I'm currently trying to run a Spark Scala job on our HDInsight cluster with the external library spark-avro, without success. Could someone help me out with this? The goal is to find the necesseray steps to be able to read avro files residing on Azure blob storage on HDInsight clusters.
Current specs:
- Spark 2.0 on Linux (HDI 3.5) clustertype
- Scala 2.11.8
- spark-assembly-2.0.0-hadoop2.7.0-SNAPSHOT.jar
- spark-avro_2.11:3.2.0
tutorial used: https://learn.microsoft.com/en-us/azure/hdinsight/hdinsight-apache-spark-intellij-tool-plugin
Spark scala code:
based on the example on: https://github.com/databricks/spark-avro
import com.databricks.spark.avro._
import org.apache.spark.sql.SparkSession
object AvroReader {
def main (arg: Array[String]): Unit = {
val spark = SparkSession.builder().master("local").getOrCreate()
val df = spark.read.avro("wasb://container@storageaccount.blob.core.windows.net/directory")
df.head(5)
}
}
Error received:
java.lang.NoClassDefFoundError: com/databricks/spark/avro/package$
at MediahuisHDInsight.AvroReader$.main(AvroReader.scala:14)

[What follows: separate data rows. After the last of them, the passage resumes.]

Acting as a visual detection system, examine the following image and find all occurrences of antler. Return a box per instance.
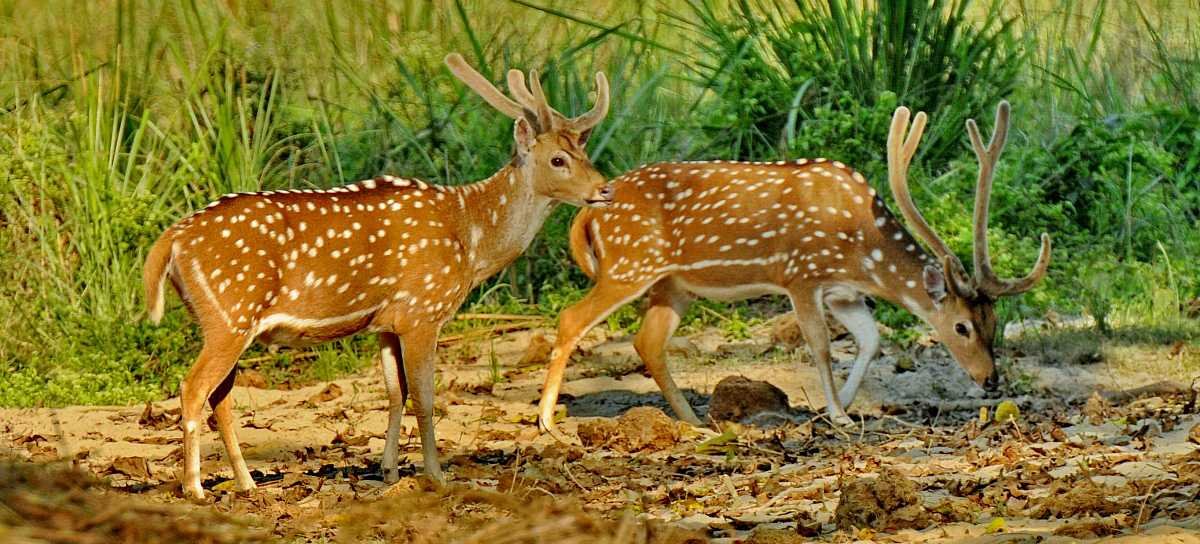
[570,72,608,132]
[967,101,1050,299]
[445,53,526,119]
[888,106,974,298]
[445,53,608,133]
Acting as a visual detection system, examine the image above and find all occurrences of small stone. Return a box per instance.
[708,376,791,422]
[517,334,554,366]
[834,468,934,531]
[576,406,679,453]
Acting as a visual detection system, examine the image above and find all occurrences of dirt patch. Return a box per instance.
[0,325,1200,543]
[578,406,680,452]
[708,376,792,422]
[0,459,271,544]
[337,486,707,544]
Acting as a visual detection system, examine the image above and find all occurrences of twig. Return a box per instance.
[454,313,545,321]
[563,460,588,492]
[1133,480,1158,534]
[438,319,538,347]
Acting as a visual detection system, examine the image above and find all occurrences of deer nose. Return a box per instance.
[983,370,1000,393]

at MediahuisHDInsight.AvroReader.main(AvroReader.scala)
at sun.reflect.NativeMethodAccessorImpl.invoke0(Native Method)
at sun.reflect.NativeMethodAccessorImpl.invoke(NativeMethodAccessorImpl.java:62)

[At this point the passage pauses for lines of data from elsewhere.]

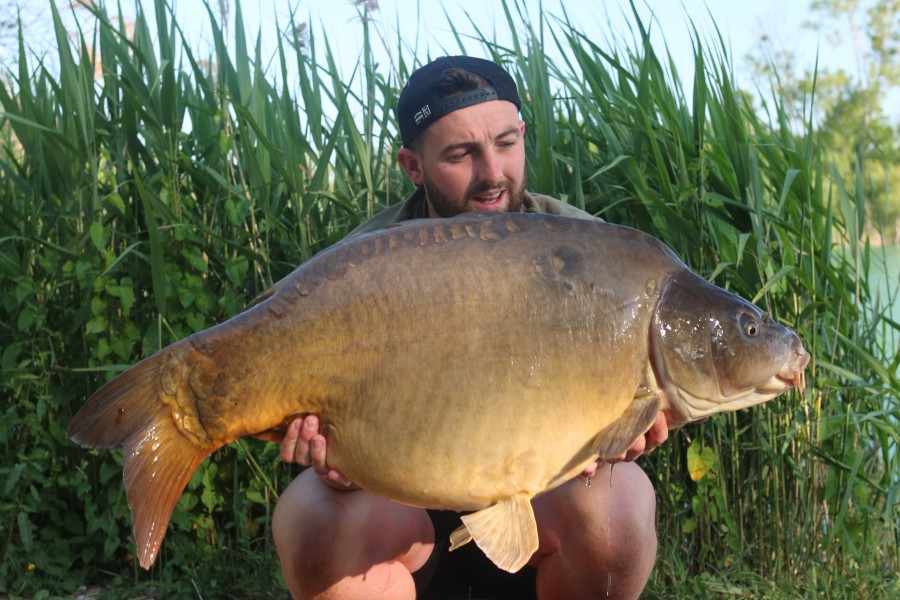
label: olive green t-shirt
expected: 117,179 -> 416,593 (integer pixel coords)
347,187 -> 602,237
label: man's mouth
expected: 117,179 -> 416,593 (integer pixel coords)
471,189 -> 506,210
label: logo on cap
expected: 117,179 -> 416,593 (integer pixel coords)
415,104 -> 431,125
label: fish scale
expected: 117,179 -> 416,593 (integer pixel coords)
69,213 -> 809,571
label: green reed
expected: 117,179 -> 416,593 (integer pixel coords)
0,0 -> 900,598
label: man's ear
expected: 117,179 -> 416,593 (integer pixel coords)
397,148 -> 425,185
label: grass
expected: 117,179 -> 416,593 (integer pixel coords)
0,1 -> 900,598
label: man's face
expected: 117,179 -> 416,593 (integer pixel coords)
398,100 -> 525,217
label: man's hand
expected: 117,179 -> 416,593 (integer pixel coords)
281,415 -> 359,490
581,412 -> 669,477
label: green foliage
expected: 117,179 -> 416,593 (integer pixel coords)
0,0 -> 900,598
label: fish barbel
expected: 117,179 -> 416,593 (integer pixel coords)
68,213 -> 809,571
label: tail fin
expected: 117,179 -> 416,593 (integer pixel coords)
68,354 -> 216,569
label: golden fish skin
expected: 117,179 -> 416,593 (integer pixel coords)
69,213 -> 808,571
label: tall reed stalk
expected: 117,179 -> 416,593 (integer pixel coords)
0,0 -> 900,598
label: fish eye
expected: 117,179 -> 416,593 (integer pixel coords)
744,321 -> 759,337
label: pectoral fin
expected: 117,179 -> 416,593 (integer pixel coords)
591,395 -> 659,459
450,494 -> 538,573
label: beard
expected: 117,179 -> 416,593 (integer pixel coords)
422,173 -> 525,219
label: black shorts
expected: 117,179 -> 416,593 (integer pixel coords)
414,510 -> 537,600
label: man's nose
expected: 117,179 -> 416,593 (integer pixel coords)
476,150 -> 503,184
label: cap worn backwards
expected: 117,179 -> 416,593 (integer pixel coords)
397,56 -> 522,147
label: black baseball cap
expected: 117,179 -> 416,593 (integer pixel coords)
397,56 -> 522,147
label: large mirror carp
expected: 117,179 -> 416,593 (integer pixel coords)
68,213 -> 809,571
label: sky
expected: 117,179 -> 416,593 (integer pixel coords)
158,0 -> 853,95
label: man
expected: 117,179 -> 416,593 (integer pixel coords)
273,56 -> 667,600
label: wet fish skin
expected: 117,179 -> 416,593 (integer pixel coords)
69,213 -> 808,570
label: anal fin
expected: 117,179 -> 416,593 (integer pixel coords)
450,494 -> 538,573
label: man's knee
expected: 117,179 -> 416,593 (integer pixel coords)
532,463 -> 657,598
272,470 -> 434,598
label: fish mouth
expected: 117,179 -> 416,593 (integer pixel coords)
772,348 -> 810,394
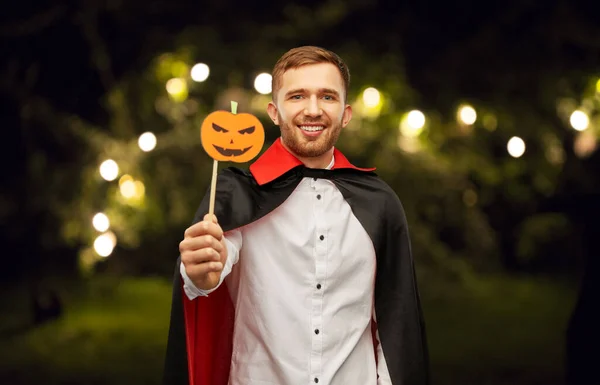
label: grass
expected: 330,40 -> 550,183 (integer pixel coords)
0,275 -> 574,385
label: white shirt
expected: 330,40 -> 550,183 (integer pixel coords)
181,156 -> 391,385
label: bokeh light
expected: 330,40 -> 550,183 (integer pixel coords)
190,63 -> 210,83
254,72 -> 273,95
138,132 -> 156,152
166,78 -> 188,102
94,233 -> 117,257
363,87 -> 381,108
100,159 -> 119,182
92,213 -> 110,233
119,179 -> 135,199
400,110 -> 425,138
506,136 -> 525,158
569,110 -> 590,131
458,105 -> 477,125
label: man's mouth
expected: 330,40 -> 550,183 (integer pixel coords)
213,144 -> 252,156
298,125 -> 325,132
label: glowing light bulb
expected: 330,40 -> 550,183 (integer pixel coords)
400,110 -> 425,138
94,233 -> 116,257
138,132 -> 156,152
506,136 -> 525,158
254,72 -> 273,95
119,180 -> 135,199
569,110 -> 590,131
363,87 -> 381,108
458,105 -> 477,125
92,213 -> 110,233
100,159 -> 119,182
190,63 -> 210,83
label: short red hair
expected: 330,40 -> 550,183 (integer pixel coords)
271,46 -> 350,101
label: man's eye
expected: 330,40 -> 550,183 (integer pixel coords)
239,126 -> 254,135
213,123 -> 229,132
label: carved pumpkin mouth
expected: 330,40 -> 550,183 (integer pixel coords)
213,144 -> 252,156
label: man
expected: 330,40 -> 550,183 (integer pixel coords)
165,47 -> 429,385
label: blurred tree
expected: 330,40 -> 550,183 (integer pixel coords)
0,0 -> 598,284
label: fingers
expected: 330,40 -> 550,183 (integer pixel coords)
179,235 -> 224,253
184,214 -> 223,240
204,214 -> 219,223
186,262 -> 223,277
181,248 -> 221,267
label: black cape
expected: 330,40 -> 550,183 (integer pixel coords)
163,166 -> 429,385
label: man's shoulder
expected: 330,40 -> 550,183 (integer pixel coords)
346,172 -> 405,219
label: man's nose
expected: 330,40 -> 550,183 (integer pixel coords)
304,96 -> 323,116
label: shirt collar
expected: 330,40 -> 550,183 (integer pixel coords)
250,138 -> 375,186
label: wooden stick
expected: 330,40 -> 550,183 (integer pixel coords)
208,100 -> 237,217
208,159 -> 219,217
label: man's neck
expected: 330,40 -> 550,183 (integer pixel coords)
280,139 -> 333,169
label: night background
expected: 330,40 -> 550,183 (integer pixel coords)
0,0 -> 600,385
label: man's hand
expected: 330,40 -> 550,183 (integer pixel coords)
179,214 -> 227,290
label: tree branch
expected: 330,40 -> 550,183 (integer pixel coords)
0,4 -> 67,38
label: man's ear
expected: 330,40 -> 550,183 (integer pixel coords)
267,102 -> 279,126
342,104 -> 352,127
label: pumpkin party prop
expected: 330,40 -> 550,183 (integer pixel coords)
200,101 -> 265,215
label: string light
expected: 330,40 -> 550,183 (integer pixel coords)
254,72 -> 273,95
94,233 -> 117,258
569,110 -> 590,131
458,105 -> 477,125
400,110 -> 425,138
190,63 -> 210,83
138,132 -> 156,152
119,180 -> 135,199
92,213 -> 110,233
506,136 -> 525,158
100,159 -> 119,182
363,87 -> 381,108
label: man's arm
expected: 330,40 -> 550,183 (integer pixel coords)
179,230 -> 242,300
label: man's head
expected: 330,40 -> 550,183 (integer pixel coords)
267,46 -> 352,163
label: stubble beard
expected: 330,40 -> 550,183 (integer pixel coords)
278,113 -> 342,158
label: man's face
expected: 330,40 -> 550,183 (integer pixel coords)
267,63 -> 352,158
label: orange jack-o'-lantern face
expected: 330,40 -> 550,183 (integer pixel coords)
200,111 -> 265,163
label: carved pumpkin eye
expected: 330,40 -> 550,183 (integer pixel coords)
213,123 -> 229,132
239,126 -> 255,135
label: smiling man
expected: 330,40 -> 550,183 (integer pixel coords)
164,46 -> 429,385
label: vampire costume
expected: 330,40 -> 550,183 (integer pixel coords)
163,139 -> 429,385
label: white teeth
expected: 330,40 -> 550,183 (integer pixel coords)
300,126 -> 325,132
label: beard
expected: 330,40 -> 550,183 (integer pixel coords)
277,112 -> 342,158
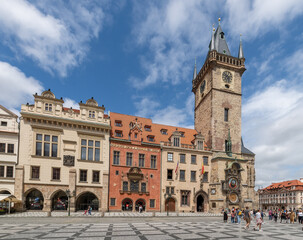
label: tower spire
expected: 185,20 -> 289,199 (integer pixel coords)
209,24 -> 215,51
193,57 -> 197,80
238,34 -> 244,58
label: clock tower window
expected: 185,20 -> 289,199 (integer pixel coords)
224,108 -> 229,122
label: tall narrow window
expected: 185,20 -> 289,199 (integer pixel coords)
123,181 -> 128,192
32,166 -> 40,179
52,136 -> 58,157
36,134 -> 42,156
93,171 -> 100,183
167,153 -> 174,162
180,170 -> 185,181
7,144 -> 14,153
180,154 -> 185,163
0,166 -> 4,177
53,168 -> 60,180
80,170 -> 87,182
126,153 -> 133,166
224,108 -> 229,122
139,153 -> 145,167
150,155 -> 157,168
113,151 -> 120,165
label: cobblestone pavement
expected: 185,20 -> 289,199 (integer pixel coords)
0,218 -> 303,240
0,211 -> 222,218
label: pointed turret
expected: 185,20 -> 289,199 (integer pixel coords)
209,26 -> 216,51
209,18 -> 231,56
193,57 -> 197,80
238,34 -> 244,59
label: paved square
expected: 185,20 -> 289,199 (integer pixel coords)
0,218 -> 303,240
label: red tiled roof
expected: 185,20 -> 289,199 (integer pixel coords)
264,180 -> 303,190
110,112 -> 207,147
62,107 -> 80,114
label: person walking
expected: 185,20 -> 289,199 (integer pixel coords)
289,210 -> 295,224
223,210 -> 228,223
88,206 -> 93,215
254,210 -> 262,231
244,207 -> 251,229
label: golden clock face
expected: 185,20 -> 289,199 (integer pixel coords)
222,71 -> 233,83
229,193 -> 238,203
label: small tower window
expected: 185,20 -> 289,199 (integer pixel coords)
224,108 -> 229,122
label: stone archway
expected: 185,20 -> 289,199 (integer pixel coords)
165,197 -> 176,212
122,198 -> 133,211
51,190 -> 68,210
194,190 -> 208,212
196,194 -> 204,212
25,189 -> 44,210
135,198 -> 146,211
76,192 -> 99,211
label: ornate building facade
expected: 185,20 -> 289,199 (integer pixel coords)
192,22 -> 255,209
15,90 -> 110,211
258,178 -> 303,210
0,105 -> 18,195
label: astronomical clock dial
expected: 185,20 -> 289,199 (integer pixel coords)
229,193 -> 239,203
222,71 -> 233,83
200,80 -> 205,93
228,178 -> 239,189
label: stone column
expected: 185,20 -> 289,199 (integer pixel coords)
99,172 -> 109,212
14,165 -> 25,211
69,168 -> 77,212
43,198 -> 52,212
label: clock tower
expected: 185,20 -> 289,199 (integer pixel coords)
192,22 -> 245,156
192,19 -> 255,210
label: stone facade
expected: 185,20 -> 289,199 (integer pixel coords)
15,90 -> 110,211
0,105 -> 19,195
192,25 -> 255,211
258,178 -> 303,210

at sun.reflect.DelegatingMethodAccessorImpl.invoke(DelegatingMethodAccessorImpl.java:43)
at java.lang.reflect.Method.invoke(Method.java:498)
at org.apache.spark.deploy.yarn.ApplicationMaster$$anon$2.run(ApplicationMaster.scala:627)
Caused by: java.lang.ClassNotFoundException: com.databricks.spark.avro.package$
at java.net.URLClassLoader.findClass(URLClassLoader.java:381)
at java.lang.ClassLoader.loadClass(ClassLoader.java:424)
at java.lang.ClassLoader.loadClass(ClassLoader.java:357)
... 7 more